Plant-based art vendor Eileen Yeager will also be on hand with her wares.

The sale is scheduled from 9 a.m. to 3 p.m. on May 7 at the Beechwood Farms Nature Preserve in Fox Chapel.

A pre-order form is available on the club’s website, www.herbsociety.org.

Specialty herbs, from anise hyssop to basil to mint, are available.

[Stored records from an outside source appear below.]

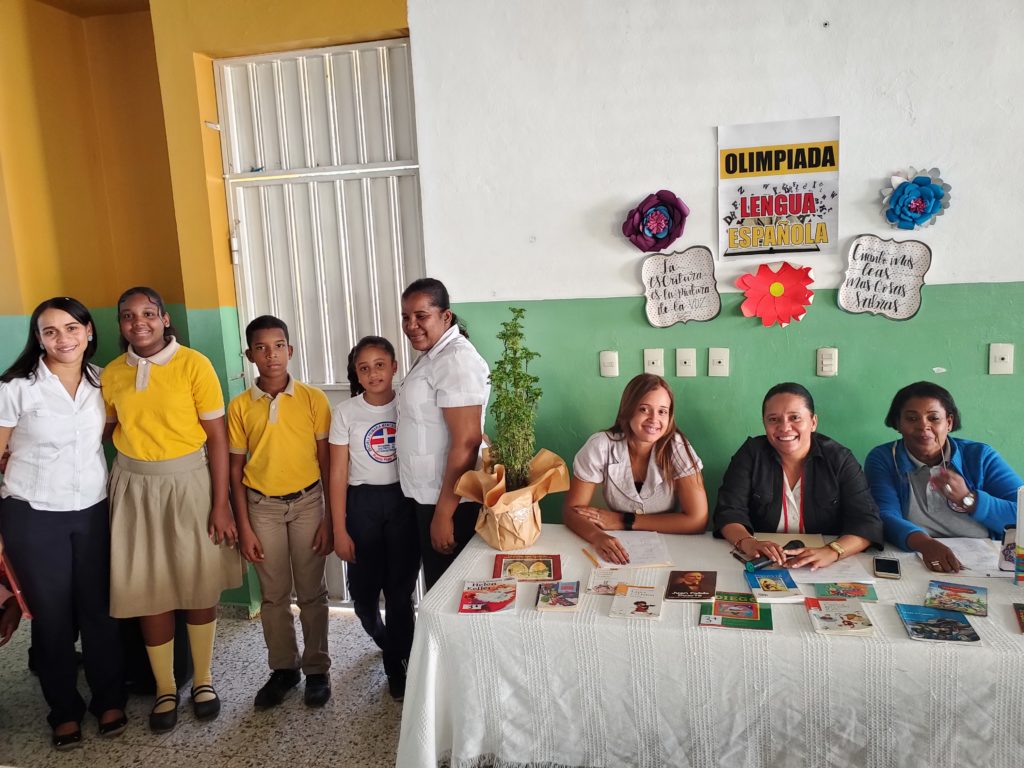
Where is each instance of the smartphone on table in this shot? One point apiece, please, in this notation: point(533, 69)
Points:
point(887, 567)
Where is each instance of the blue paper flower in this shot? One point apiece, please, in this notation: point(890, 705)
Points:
point(914, 200)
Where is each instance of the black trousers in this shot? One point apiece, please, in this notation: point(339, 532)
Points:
point(62, 561)
point(435, 563)
point(382, 524)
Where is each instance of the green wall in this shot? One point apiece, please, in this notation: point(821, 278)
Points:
point(876, 355)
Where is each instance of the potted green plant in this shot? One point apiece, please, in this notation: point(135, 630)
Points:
point(514, 478)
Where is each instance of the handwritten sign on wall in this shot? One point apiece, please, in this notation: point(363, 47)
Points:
point(885, 276)
point(681, 287)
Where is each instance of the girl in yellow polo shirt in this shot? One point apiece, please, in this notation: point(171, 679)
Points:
point(168, 494)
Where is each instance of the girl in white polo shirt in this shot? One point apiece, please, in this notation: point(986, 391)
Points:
point(440, 423)
point(54, 518)
point(648, 473)
point(374, 523)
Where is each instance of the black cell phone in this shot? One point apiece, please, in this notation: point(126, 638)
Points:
point(887, 567)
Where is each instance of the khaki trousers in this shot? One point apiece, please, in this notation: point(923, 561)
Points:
point(286, 529)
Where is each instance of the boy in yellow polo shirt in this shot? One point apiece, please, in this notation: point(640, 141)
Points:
point(279, 500)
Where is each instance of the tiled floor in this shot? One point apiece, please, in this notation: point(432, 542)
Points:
point(357, 727)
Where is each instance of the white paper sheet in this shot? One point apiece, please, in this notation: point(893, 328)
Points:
point(980, 557)
point(646, 550)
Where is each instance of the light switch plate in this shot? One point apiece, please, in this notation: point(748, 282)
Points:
point(609, 363)
point(1000, 359)
point(686, 361)
point(827, 361)
point(718, 361)
point(653, 361)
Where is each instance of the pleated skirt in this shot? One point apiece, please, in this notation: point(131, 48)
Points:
point(161, 554)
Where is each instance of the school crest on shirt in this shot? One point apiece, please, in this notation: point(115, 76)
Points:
point(379, 441)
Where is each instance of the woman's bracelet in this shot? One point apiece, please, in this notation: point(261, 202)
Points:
point(740, 541)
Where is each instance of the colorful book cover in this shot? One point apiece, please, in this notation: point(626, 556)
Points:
point(487, 596)
point(854, 590)
point(558, 595)
point(637, 602)
point(962, 597)
point(691, 585)
point(773, 586)
point(528, 567)
point(838, 616)
point(604, 581)
point(935, 625)
point(737, 610)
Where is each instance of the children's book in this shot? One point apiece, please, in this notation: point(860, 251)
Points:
point(737, 610)
point(856, 590)
point(528, 567)
point(691, 585)
point(611, 582)
point(838, 616)
point(487, 596)
point(935, 625)
point(646, 550)
point(637, 602)
point(960, 597)
point(773, 586)
point(604, 581)
point(558, 595)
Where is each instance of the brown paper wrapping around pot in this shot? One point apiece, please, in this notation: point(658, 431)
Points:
point(511, 519)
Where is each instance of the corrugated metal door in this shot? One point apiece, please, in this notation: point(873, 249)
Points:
point(323, 193)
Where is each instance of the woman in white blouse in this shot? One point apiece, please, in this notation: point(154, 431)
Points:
point(648, 472)
point(54, 518)
point(440, 423)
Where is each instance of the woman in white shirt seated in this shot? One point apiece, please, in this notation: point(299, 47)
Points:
point(54, 519)
point(647, 470)
point(440, 423)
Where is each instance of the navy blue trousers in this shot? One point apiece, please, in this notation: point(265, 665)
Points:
point(62, 562)
point(382, 524)
point(435, 563)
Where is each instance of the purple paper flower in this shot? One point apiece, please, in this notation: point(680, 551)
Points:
point(656, 222)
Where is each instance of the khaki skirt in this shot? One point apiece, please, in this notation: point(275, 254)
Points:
point(161, 554)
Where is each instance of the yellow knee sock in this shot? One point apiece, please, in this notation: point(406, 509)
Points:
point(162, 663)
point(201, 638)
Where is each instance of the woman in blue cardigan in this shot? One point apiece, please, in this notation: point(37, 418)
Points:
point(929, 484)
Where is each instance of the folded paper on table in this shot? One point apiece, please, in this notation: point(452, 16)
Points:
point(980, 556)
point(511, 519)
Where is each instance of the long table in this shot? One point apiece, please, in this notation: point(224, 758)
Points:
point(527, 688)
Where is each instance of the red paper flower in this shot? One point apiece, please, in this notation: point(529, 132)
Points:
point(777, 297)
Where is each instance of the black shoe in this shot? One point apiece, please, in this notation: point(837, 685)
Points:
point(208, 709)
point(396, 686)
point(115, 727)
point(317, 689)
point(161, 722)
point(272, 693)
point(68, 740)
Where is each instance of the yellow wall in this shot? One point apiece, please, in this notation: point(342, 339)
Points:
point(189, 34)
point(133, 154)
point(85, 206)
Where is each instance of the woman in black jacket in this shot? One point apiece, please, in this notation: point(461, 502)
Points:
point(794, 480)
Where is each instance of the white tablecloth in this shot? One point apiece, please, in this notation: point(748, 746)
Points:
point(526, 688)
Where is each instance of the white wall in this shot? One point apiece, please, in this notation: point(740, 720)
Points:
point(542, 122)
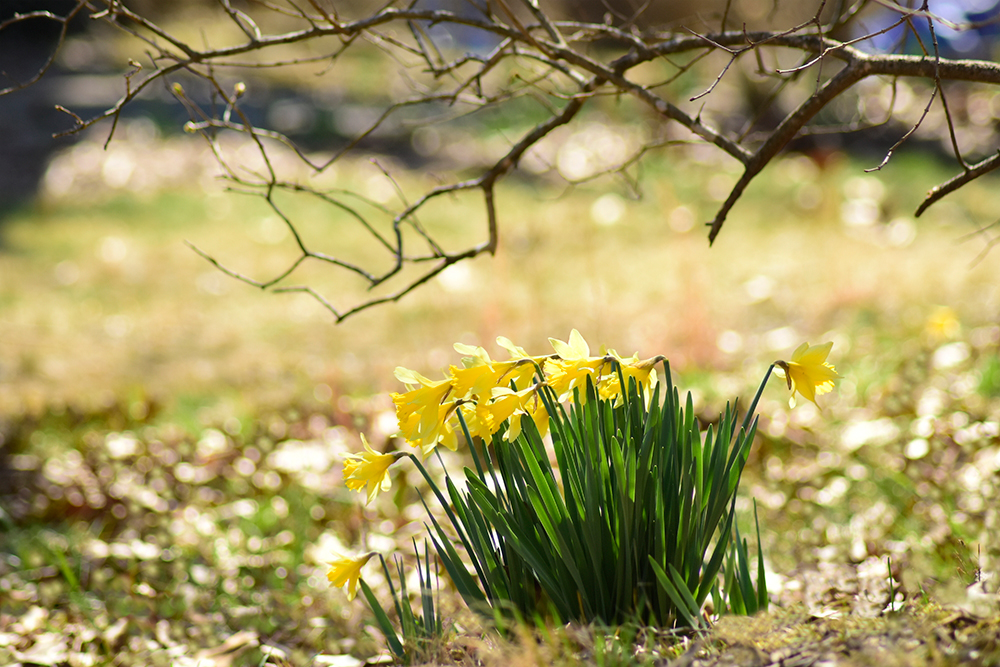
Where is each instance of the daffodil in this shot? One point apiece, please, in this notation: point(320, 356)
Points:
point(573, 365)
point(808, 372)
point(369, 469)
point(347, 571)
point(521, 367)
point(422, 412)
point(644, 373)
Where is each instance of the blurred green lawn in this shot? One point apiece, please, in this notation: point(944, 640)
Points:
point(111, 328)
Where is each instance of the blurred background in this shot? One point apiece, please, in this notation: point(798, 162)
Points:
point(161, 419)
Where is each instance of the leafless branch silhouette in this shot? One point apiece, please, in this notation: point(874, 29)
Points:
point(565, 66)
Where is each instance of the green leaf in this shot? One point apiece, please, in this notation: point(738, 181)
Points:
point(384, 624)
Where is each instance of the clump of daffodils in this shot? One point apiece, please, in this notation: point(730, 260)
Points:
point(490, 399)
point(489, 393)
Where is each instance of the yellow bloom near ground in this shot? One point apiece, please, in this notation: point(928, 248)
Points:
point(370, 469)
point(347, 571)
point(808, 372)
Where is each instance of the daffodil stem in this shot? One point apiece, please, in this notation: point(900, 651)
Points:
point(451, 515)
point(756, 398)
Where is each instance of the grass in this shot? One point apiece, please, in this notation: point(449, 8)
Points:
point(170, 439)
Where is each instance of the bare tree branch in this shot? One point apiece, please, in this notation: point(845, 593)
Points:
point(561, 67)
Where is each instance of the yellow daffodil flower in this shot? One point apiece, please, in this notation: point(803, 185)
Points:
point(808, 373)
point(521, 368)
point(421, 412)
point(369, 469)
point(573, 365)
point(644, 373)
point(347, 571)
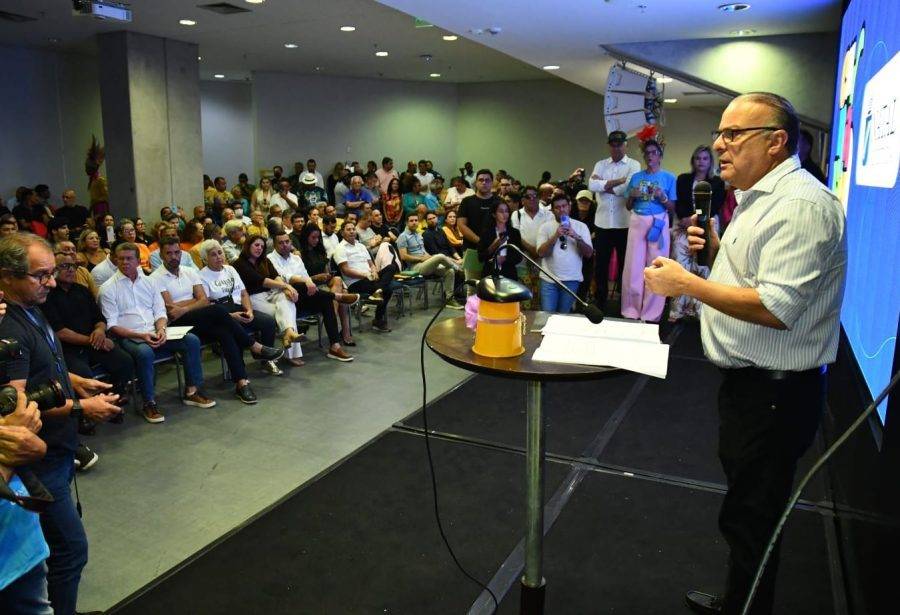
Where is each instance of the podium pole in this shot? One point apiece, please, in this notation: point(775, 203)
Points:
point(533, 583)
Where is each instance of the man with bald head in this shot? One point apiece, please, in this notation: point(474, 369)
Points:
point(771, 324)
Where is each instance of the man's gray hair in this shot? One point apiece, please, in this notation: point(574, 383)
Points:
point(14, 251)
point(206, 247)
point(783, 115)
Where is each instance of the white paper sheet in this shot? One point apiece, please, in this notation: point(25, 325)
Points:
point(176, 333)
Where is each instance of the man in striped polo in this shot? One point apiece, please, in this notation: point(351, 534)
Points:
point(772, 324)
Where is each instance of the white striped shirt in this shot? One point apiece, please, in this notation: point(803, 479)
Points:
point(786, 240)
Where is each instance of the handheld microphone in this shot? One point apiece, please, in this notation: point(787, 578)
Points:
point(702, 205)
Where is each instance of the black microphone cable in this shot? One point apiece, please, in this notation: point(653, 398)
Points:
point(434, 489)
point(796, 495)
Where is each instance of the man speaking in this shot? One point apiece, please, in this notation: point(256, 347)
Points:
point(773, 304)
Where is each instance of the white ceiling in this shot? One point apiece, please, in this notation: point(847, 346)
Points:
point(235, 45)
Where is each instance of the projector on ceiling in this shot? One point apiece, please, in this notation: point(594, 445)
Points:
point(114, 11)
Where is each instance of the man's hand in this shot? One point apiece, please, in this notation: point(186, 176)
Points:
point(666, 277)
point(101, 408)
point(19, 446)
point(25, 415)
point(98, 339)
point(85, 387)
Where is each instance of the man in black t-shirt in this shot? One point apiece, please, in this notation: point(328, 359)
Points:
point(473, 217)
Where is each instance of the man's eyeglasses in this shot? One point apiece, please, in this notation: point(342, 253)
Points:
point(728, 134)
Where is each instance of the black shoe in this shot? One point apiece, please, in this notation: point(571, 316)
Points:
point(268, 353)
point(706, 604)
point(246, 394)
point(85, 458)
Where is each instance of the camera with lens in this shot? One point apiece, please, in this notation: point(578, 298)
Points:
point(47, 395)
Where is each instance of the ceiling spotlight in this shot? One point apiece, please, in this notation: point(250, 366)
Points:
point(734, 7)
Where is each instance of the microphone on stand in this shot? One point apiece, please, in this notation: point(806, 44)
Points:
point(592, 312)
point(702, 205)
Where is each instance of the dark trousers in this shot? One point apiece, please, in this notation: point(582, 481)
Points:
point(214, 323)
point(385, 277)
point(65, 536)
point(604, 241)
point(765, 427)
point(262, 324)
point(27, 595)
point(322, 302)
point(116, 362)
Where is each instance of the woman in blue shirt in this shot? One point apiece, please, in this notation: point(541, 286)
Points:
point(651, 195)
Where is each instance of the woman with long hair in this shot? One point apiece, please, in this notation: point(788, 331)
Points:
point(270, 294)
point(702, 164)
point(318, 265)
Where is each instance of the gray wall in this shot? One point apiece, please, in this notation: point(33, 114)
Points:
point(800, 67)
point(51, 106)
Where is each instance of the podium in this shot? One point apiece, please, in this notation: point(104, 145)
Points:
point(452, 341)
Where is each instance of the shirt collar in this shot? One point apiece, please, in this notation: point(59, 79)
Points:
point(770, 180)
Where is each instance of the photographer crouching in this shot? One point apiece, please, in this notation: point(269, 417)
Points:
point(27, 270)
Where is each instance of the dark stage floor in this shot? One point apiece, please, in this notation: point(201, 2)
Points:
point(362, 538)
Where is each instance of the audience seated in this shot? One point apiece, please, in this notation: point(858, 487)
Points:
point(136, 315)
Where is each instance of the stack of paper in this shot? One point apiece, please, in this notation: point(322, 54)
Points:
point(633, 346)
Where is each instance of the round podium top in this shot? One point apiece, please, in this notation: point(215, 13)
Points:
point(452, 341)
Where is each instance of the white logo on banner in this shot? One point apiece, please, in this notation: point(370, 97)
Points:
point(878, 148)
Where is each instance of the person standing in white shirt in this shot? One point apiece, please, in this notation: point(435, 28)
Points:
point(608, 182)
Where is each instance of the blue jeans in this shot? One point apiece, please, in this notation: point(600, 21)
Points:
point(555, 299)
point(27, 595)
point(144, 356)
point(65, 536)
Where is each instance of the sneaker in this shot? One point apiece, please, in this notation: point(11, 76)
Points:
point(199, 400)
point(246, 394)
point(380, 326)
point(271, 367)
point(339, 355)
point(267, 353)
point(85, 458)
point(151, 414)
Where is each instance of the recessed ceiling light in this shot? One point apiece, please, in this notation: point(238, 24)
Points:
point(734, 7)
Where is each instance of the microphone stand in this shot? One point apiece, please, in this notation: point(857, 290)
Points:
point(593, 313)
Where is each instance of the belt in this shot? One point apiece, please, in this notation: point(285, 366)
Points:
point(777, 375)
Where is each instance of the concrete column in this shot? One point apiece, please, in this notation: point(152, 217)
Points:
point(150, 95)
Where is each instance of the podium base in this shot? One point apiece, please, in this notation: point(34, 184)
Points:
point(531, 600)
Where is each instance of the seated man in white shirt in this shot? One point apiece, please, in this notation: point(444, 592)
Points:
point(311, 299)
point(187, 305)
point(413, 255)
point(136, 315)
point(360, 275)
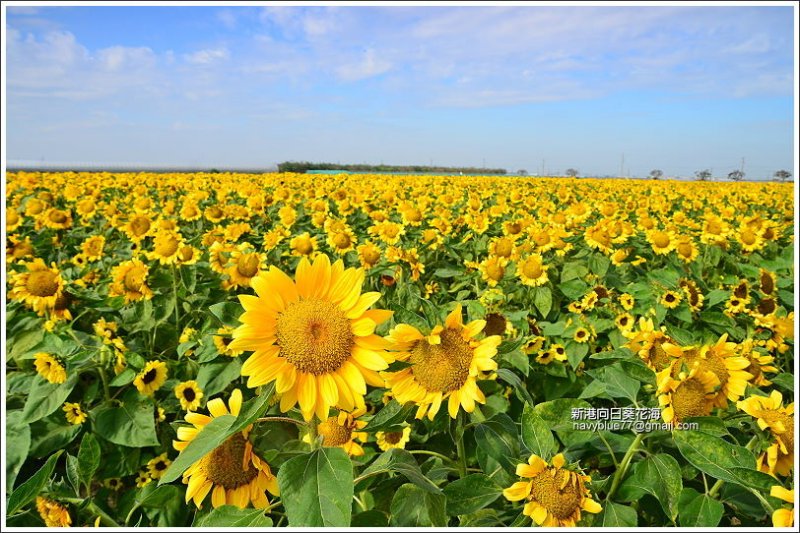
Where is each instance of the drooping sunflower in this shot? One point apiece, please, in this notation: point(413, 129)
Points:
point(445, 365)
point(687, 395)
point(38, 287)
point(342, 431)
point(53, 513)
point(233, 473)
point(50, 368)
point(74, 413)
point(313, 336)
point(554, 496)
point(770, 413)
point(393, 439)
point(130, 281)
point(783, 517)
point(152, 376)
point(189, 395)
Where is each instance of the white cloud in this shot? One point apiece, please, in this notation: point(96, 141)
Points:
point(207, 56)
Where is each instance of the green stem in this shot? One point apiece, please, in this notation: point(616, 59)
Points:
point(623, 467)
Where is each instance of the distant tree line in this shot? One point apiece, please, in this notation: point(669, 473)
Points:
point(304, 166)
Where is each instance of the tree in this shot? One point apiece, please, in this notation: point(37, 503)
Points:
point(736, 175)
point(703, 175)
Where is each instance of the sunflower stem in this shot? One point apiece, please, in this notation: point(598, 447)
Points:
point(623, 466)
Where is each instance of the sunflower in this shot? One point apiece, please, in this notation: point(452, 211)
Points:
point(313, 336)
point(670, 299)
point(152, 376)
point(166, 247)
point(53, 513)
point(687, 395)
point(74, 413)
point(445, 364)
point(189, 394)
point(158, 465)
point(341, 431)
point(92, 248)
point(39, 287)
point(770, 413)
point(130, 281)
point(721, 360)
point(783, 517)
point(393, 439)
point(233, 473)
point(554, 496)
point(532, 271)
point(50, 368)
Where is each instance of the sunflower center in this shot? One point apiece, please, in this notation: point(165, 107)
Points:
point(559, 502)
point(532, 268)
point(442, 367)
point(503, 248)
point(393, 437)
point(223, 466)
point(167, 246)
point(333, 434)
point(314, 335)
point(42, 283)
point(247, 265)
point(689, 399)
point(134, 279)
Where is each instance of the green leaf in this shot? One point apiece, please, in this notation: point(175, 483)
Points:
point(213, 378)
point(617, 382)
point(390, 417)
point(618, 515)
point(471, 493)
point(232, 516)
point(130, 424)
point(536, 434)
point(413, 507)
point(88, 459)
point(45, 397)
point(317, 488)
point(18, 443)
point(402, 462)
point(720, 459)
point(543, 300)
point(207, 440)
point(699, 510)
point(659, 475)
point(26, 492)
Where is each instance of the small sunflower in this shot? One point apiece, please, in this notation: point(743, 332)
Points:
point(554, 496)
point(393, 439)
point(53, 513)
point(445, 364)
point(189, 394)
point(50, 368)
point(74, 413)
point(783, 517)
point(233, 473)
point(158, 465)
point(313, 336)
point(152, 376)
point(770, 413)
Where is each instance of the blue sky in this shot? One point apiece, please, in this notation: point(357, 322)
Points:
point(518, 87)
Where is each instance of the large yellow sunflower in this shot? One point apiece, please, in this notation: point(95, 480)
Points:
point(554, 496)
point(445, 364)
point(233, 473)
point(313, 336)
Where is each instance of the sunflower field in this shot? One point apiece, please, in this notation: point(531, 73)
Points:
point(221, 349)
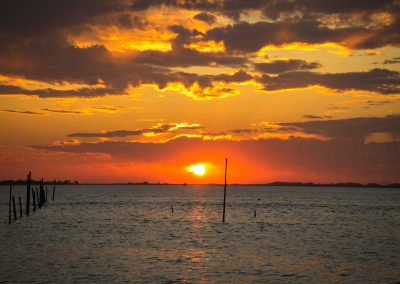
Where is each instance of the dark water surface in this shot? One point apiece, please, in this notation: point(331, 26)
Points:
point(113, 234)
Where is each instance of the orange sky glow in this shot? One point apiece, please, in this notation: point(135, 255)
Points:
point(133, 91)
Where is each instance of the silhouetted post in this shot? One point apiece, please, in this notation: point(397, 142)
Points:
point(20, 206)
point(38, 198)
point(28, 192)
point(34, 202)
point(15, 210)
point(9, 207)
point(223, 212)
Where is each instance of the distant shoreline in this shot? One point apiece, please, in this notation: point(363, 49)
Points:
point(278, 183)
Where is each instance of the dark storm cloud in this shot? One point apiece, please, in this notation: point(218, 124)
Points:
point(184, 57)
point(395, 60)
point(22, 112)
point(350, 129)
point(377, 80)
point(334, 160)
point(53, 93)
point(171, 127)
point(54, 62)
point(45, 17)
point(64, 111)
point(281, 66)
point(205, 17)
point(311, 116)
point(250, 37)
point(275, 9)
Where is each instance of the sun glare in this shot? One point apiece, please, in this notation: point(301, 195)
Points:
point(198, 169)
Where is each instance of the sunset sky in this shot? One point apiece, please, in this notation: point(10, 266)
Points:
point(139, 90)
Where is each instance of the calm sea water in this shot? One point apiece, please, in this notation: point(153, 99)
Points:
point(113, 234)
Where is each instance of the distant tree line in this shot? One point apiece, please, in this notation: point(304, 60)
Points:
point(37, 182)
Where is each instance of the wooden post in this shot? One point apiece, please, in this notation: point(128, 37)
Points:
point(34, 201)
point(223, 212)
point(15, 210)
point(20, 206)
point(9, 206)
point(28, 192)
point(38, 198)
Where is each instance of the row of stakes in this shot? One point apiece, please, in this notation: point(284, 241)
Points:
point(39, 198)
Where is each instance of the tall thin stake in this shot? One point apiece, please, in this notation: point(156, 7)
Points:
point(34, 200)
point(223, 212)
point(20, 206)
point(28, 192)
point(15, 210)
point(9, 205)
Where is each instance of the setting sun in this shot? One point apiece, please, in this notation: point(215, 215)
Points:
point(198, 169)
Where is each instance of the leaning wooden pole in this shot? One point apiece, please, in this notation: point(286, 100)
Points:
point(9, 206)
point(54, 189)
point(20, 206)
point(28, 192)
point(15, 209)
point(223, 212)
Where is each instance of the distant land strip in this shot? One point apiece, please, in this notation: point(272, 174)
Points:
point(277, 183)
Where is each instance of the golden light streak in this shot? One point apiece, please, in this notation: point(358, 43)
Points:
point(197, 169)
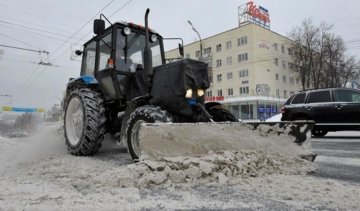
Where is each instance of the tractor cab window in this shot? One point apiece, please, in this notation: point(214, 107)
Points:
point(88, 62)
point(130, 51)
point(104, 51)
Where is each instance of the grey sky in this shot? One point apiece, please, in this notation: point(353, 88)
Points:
point(46, 24)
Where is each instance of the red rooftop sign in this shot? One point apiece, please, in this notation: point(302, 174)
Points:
point(258, 13)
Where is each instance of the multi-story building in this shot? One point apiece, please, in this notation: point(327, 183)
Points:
point(250, 69)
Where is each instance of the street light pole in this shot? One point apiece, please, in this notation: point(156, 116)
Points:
point(193, 28)
point(7, 95)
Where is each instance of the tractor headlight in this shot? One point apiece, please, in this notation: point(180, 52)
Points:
point(153, 38)
point(188, 93)
point(126, 31)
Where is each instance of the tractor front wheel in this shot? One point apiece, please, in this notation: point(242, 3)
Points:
point(144, 114)
point(84, 121)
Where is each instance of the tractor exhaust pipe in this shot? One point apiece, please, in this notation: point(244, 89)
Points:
point(148, 70)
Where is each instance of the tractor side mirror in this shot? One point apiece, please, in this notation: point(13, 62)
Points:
point(99, 26)
point(139, 67)
point(181, 50)
point(78, 52)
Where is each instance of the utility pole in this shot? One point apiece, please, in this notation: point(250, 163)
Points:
point(7, 95)
point(193, 28)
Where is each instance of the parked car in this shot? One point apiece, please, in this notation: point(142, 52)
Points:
point(18, 134)
point(332, 109)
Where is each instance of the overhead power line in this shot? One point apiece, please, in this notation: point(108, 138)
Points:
point(33, 77)
point(25, 49)
point(77, 31)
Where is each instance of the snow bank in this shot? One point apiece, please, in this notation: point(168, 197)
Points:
point(219, 167)
point(39, 174)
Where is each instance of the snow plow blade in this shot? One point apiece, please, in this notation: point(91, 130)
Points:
point(159, 140)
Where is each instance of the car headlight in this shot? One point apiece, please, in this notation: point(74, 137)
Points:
point(126, 31)
point(200, 92)
point(188, 93)
point(153, 38)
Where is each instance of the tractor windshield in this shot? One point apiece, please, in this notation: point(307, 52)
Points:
point(130, 51)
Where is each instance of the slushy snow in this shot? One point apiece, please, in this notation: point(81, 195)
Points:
point(37, 173)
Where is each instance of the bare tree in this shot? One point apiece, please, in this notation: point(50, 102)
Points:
point(320, 56)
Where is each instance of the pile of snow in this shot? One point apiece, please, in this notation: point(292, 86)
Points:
point(216, 167)
point(37, 173)
point(196, 139)
point(275, 118)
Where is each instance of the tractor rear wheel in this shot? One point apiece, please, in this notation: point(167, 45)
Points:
point(144, 114)
point(319, 133)
point(84, 121)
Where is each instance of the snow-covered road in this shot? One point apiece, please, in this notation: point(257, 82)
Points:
point(37, 173)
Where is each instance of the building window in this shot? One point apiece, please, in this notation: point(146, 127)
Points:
point(218, 63)
point(228, 45)
point(291, 80)
point(275, 46)
point(197, 54)
point(242, 41)
point(229, 60)
point(230, 92)
point(219, 77)
point(243, 73)
point(276, 61)
point(291, 66)
point(289, 51)
point(218, 48)
point(242, 57)
point(244, 90)
point(208, 93)
point(207, 50)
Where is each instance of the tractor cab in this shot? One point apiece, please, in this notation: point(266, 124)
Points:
point(115, 57)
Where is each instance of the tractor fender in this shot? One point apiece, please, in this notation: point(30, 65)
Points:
point(82, 81)
point(86, 80)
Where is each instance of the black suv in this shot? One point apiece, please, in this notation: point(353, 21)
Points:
point(332, 109)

Items will be bagged for curbside pickup from 2-4:30 p.m. on May 6 at Beechwood Farms, as well as the morning of the sale.

Proceeds benefit the unit’s educational programs and projects.

Founded in 1958, the mission of the Western PA unit is to advance the knowledge and use of herbs, and to promote cultural, civic and educational projects related to herbs, according to the group’s website.

The unit has a long and storied history, including early members Mary Lawrence, whose family built Hartwood Acres, and founding member Rachel Hunt, whose love of nature inspired the 1961 inauguration of the Hunt Institute. for Botanical Documentation from Carnegie Mellon University.

Membership is open to the public and meetings are held from 10 a.m. to noon on the third Monday of the month from September through June at Beechwood Farms.

“There has been a growing interest in the importance of native plants and their inclusion in our public and domestic gardens, so Beechwood Farms is a perfect match for us,” Babson said.

The Herb Society kicks off its spring season in April by tending the Elizabethan Herb Garden and Shakespeare Garden at Mellon Park in Pittsburgh’s East End. Members also help with the herbal and tincture gardens at the Old Economy Village in Ambridge.

The club also provides culinary herbs to the Lauri Ann West Community Center along Powers Run Road in O’Hara.

In the upcoming sale, members will feature the featured herb of the year – wild pansy (heartsease) which blooms from May to August with vibrant hues of yellow, blue and purple.

Also featured will be the standout native grass of 2022 – Goldenseal (Hydrastis Canadensis). Traditionally used to treat skin disorders and digestive problems, the perennial can be recognized by its knotty yellow root and purple stem.

Marshall said that for some, a new obsession are Rutgers University’s new basil varieties. They are DMR or mildew resistant.

“They are very exciting for cooks and gardeners,” he said.